Maar ze woonden in dezelfde buurt, dus speelden we met hen, of zij met ons. Ooit heeft mijn broer A. en mij getrouwd. Ik trok het lange, witte trouwkleed van mijn moeder uit de verkleedkoffer aan. A. hield het sober en viste een das uit dezelfde koffer. Mijn broer sprak plechtige woorden en zei dat we moesten kussen. A. drukte een kus op mijn wang. En zo waren we getrouwd.

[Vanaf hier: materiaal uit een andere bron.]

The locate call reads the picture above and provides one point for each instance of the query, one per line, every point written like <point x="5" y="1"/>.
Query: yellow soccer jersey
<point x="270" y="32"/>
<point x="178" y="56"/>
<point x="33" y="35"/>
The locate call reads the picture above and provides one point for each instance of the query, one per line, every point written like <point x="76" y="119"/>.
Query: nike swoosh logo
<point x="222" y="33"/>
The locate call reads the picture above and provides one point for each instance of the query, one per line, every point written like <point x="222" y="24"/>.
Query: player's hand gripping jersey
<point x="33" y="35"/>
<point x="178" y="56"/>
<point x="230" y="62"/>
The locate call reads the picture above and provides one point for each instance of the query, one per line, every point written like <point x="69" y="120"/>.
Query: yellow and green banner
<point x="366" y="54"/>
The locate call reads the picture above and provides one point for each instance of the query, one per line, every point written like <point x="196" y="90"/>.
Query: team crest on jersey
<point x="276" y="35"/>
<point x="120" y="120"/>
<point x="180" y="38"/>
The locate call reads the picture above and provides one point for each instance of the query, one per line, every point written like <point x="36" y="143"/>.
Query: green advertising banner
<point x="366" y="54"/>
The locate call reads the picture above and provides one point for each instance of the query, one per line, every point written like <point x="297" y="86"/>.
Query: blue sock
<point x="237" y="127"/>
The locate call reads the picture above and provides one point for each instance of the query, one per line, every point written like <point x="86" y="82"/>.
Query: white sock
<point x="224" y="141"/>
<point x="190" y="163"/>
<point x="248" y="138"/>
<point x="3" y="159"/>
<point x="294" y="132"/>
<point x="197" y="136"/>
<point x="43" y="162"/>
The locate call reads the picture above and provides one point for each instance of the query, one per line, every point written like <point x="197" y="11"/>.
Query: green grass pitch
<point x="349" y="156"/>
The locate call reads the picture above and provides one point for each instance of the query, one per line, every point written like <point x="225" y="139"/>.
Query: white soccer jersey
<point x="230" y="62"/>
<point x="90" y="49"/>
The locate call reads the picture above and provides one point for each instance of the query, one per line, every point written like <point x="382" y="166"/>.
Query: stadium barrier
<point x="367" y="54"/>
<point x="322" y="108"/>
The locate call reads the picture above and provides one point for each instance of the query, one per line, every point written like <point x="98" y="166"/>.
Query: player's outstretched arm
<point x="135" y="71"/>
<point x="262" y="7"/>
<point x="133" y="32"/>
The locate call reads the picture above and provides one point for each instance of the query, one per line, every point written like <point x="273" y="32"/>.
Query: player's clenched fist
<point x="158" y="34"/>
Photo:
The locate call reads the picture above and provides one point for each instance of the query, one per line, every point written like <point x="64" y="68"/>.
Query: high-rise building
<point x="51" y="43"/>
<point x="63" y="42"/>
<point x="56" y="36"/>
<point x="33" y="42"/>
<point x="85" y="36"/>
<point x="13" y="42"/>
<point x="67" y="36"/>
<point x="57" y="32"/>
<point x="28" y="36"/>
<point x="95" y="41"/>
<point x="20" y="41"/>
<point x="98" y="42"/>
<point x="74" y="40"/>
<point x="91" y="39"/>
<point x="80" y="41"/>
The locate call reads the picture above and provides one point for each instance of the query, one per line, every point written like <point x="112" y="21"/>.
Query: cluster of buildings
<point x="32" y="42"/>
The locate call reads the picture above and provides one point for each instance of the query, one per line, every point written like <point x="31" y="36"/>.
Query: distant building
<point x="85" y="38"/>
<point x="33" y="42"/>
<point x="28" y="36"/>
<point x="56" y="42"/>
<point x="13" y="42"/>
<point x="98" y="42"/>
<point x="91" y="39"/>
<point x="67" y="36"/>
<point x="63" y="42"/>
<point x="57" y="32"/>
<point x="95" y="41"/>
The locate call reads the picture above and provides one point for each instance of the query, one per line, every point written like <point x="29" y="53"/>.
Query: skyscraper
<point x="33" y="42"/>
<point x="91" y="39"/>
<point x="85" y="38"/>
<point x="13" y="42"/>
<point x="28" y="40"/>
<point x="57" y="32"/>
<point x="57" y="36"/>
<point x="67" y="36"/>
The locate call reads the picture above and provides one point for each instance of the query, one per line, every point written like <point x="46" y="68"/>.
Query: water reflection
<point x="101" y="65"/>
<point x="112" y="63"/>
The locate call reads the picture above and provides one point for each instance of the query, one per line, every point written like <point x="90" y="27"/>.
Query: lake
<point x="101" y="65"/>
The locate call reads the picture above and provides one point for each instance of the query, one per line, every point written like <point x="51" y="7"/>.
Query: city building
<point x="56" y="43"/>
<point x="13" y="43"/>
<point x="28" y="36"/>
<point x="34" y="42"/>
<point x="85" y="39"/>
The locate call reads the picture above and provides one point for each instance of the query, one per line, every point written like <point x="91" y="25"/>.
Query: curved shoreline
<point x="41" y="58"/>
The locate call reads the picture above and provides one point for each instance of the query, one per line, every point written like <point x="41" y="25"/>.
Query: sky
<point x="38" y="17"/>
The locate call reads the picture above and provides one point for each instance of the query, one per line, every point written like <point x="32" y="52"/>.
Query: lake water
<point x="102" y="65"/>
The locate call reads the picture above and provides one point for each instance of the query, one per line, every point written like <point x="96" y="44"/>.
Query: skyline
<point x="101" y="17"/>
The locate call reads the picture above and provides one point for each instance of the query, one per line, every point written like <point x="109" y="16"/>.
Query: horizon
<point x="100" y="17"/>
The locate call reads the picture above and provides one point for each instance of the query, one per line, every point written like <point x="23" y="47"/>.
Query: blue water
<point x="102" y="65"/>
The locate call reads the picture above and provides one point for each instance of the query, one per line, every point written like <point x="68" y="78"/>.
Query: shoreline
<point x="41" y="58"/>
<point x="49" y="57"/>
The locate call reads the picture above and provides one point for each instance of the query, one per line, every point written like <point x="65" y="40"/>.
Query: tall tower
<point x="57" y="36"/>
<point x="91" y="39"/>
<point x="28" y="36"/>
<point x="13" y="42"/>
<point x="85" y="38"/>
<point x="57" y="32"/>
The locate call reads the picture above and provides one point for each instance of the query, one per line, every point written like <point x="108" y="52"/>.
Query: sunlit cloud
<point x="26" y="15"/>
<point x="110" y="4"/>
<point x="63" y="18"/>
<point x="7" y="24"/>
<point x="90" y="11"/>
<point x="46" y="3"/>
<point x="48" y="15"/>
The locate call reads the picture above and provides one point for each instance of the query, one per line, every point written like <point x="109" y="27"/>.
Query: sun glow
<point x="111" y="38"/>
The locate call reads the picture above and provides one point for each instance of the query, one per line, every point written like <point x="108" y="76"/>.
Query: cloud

A. heeft mij nooit voorgesteld aan haar ouders. Geen enkele keer ben ik bij haar thuis geweest. We wisten dat ze in het straatje achter ons woonde, maar niet in welk huis. Er stonden daar maar drie huizen, zo moeilijk kon dat niet zijn. Het was er griezelig, telkens we er langs moesten met de fiets, duwden we harder op onze trappers. Voor het raam van het eerste huis hing immers een revolver, een echte, met de tekst: “Betreden op eigen risico”. Maar A. verzekerde me dat zij daar niet woonden. Ik was niet overtuigd.